A tornadic quasi-linear convective system (QLCS) occurred in a high shear, low convective available potential energy (CAPE) environment in the southeast United States on 30 April 2017. In this event, several long-lived tornadic mesovortices embedded in the QLCS moved east across the Mississippi valley and resulted in 45 tornadoes, six of which were significant (EF2), in Arkansas, Louisiana, Mississippi, and Alabama. The tornadic QLCS occurred in an environment marked by steep low-level lapse rates and 0-1 km vertical wind shear values over 35 knots based on observed soundings in the pre-storm environment at 1200 UTC 30 April. While the threat for severe thunderstorms in the region was anticipated a week prior, the possibility of a tornado outbreak was not anticipated until the event began to unfold. Given the difficulty in predicting the development of tornadic mesovortices in QLCSs in the southeast United States, the aim of this presentation is to examine the ability of short-term (0-12 h) convection-allowing numerical weather prediction forecasts from the high-resolution rapid refresh (HRRR) and National Severe Storms Laboratory Warn-on-Forecast (WoF) systems to predict long-lived mesovortices for the 30 April 2017 case.

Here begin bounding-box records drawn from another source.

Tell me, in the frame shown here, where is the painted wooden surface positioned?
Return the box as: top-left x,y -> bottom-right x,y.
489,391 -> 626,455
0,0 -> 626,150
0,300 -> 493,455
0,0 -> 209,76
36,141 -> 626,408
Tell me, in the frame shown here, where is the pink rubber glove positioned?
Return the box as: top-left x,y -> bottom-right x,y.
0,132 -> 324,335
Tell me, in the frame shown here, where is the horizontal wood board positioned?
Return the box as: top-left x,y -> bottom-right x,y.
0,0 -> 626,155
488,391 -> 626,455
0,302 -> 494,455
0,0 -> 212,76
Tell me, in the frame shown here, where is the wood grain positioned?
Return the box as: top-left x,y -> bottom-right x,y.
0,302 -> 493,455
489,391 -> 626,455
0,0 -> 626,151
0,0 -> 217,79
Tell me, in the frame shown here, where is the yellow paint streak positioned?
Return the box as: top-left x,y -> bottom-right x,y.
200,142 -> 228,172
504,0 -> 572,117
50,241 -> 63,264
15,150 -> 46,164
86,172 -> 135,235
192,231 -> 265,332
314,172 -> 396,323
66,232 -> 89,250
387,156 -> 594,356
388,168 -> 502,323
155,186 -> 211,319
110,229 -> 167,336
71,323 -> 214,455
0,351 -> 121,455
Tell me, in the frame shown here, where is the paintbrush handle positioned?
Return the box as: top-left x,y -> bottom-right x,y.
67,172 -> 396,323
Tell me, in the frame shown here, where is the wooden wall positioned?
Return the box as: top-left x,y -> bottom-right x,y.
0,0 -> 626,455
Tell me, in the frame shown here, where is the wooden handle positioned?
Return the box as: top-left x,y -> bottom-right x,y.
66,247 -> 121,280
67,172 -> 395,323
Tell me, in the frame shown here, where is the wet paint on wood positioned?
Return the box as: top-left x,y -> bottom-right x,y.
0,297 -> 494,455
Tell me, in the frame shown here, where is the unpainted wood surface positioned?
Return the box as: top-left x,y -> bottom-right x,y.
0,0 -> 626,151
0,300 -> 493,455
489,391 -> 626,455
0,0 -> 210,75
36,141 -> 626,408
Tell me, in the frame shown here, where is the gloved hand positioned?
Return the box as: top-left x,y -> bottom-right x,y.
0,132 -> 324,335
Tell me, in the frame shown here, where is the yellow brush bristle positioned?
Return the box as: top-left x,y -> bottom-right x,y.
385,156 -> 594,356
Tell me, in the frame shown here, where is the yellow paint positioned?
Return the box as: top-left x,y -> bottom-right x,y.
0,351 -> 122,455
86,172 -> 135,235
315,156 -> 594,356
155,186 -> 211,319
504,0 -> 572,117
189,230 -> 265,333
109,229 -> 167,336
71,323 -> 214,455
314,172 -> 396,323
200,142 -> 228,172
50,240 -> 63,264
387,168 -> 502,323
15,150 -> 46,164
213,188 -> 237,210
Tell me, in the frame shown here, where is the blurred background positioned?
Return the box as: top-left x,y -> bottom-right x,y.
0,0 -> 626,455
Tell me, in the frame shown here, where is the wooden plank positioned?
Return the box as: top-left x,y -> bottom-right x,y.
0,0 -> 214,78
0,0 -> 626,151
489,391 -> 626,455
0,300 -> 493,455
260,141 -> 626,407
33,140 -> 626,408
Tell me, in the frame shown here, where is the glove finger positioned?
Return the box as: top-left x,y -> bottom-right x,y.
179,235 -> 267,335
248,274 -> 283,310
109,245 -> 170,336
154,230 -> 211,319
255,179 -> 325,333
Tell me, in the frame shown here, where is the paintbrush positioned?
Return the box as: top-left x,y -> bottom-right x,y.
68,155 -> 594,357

The 0-h HRRR analyses showed 0-1 km vertical wind shear values in the pre-storm environment that were consistent with observed soundings at 1200 UTC 30 April. In closer proximity to the QLCS, however, the vertical wind shear increased to over 50 knots with the vector shear oriented almost perpendicular to the QLCS. The heterogeneity in the pre-storm environment highlights how the environment can become enhanced immediately ahead of active convection, where convection seemingly enhances its own inflow as also shown in previous works. Inspection of the HRRR forecasts suggests that there was some difficulty in accurately predicting the low-level mesovortices and attendant environment ahead of the QLCS. The 6- and 12-h forecasts verifying at 1200 UTC showed a more linear convective mode compared to the observed system with an absence of coherent long-lived mesovortices. The forecasts also had a pre-storm environment with less favorable conditions for the development of mesovortices, with lower 0-1 km vertical wind shear magnitudes and the vector shear oriented more parallel to the line (lower storm relative helicity). In the 1-h HRRR forecast, the QLCS has structure (complete with low-level mesovortices) and a pre-storm environment more consistent with observations. Emerging results from forecasts from the WoF system and analysis of the key model physical processes that are governing the accurate prediction of the pre-storm environment and convective mode will be discussed in detail.